Ma il tema è soprattutto la fusione
«Sì, è la killer energy, la fusione nucleare, quella a cui dobbiamo puntare in chiave prospettica. Faccio presente come la fusione nucleare sia la forza generatrice del Sole, delle stelle e dell'intero universo. Padroneggiare quella tecnologia, per l'umanità, significherà chiudere il cerchio. Perché avremo la possibilità di utilizzare qualcosa che non è mai stato nelle nostre mani. Energia pulita, sostenibile, illimitata, senza rischi e priva della produzione di scorie».
Lei durante il convegno ha rivendicato come l'Italia possa definirsi prima nella ricerca sulla fusione nucleare.
«Sì, siamo l'unica nazione del mondo, e certo non siamo la più grande, a essere in grado di chiudere la catena del valore. Quella che vai dai fisici agli ingegneri, passando per i saldatori. Stati Uniti, Cina, Giappone, Russia, Corea del Sud: sono tutti impegnati nella ricerca della fusione nucleare ma l'Europa, grazie all'Italia, è più avanti. Così come dimostrato anche dal rapporto presentato ieri a Roma dall'Ecr. Lo studio del professor Piero Martin, professore ordinario di Fisica sperimentale dell'Università di Padova, è eccezionale. Se dovessimo riuscire, anzi, quando vi saremo riusciti, avremo forgiato il futuro».

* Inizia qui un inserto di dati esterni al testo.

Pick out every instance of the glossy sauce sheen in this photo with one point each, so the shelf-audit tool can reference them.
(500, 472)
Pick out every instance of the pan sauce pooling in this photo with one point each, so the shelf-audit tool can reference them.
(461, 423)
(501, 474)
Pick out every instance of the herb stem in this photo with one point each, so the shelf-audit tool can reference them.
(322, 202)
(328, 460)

Giorgia Meloni parla spesso di fusione nucleare.
«Quando si intestardisce su questo tema non lo fa per un calcolo elettorale, ma perché ragiona da statista. Gli effetti positivi della fusione saranno goduti da altre generazioni. E saranno altri politici, altri governi a rivendicare il risultato. Ma va bene così. Il nostro compito è lasciare il mondo migliore di come l'abbiamo trovato».

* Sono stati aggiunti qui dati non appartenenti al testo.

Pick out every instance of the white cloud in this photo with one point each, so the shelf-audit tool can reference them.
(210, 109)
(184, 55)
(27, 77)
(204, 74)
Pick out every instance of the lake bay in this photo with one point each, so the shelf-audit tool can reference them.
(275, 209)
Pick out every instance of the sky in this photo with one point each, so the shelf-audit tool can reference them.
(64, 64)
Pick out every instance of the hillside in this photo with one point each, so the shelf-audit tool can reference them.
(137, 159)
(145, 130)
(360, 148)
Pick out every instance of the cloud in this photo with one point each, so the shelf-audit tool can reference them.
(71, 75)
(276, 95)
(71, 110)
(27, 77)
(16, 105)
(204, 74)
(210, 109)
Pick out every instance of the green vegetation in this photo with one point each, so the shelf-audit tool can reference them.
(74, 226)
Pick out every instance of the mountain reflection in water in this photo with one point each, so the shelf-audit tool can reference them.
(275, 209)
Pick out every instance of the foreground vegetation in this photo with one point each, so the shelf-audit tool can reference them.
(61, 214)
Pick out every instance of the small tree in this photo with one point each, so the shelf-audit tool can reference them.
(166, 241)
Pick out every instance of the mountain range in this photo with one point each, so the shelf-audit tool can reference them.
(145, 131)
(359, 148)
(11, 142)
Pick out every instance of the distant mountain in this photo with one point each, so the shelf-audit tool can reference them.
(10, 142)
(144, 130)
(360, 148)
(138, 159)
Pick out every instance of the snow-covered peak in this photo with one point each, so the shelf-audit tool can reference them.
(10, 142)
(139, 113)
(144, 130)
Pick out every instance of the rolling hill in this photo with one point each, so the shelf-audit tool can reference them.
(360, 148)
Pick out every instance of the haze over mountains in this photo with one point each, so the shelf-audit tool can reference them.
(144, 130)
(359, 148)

Nucleare che è anche al centro del Consiglio europeo straordinario ma in relazione alla spese per la difesa.
«La vulgata populista va smentita. Ogni investimento per la difesa militare, nella storia dell'umanità, è servito per arricchire la civiltà.
Potrei citare internet, le auto e gli aerei, ma persino i tessuti che utilizziamo per vestirci derivano da investimenti nel settore militare. Spendere in difesa non significa soltanto comprare armi ma dare input generativi di trasformazioni radicali grazie alla ricerca».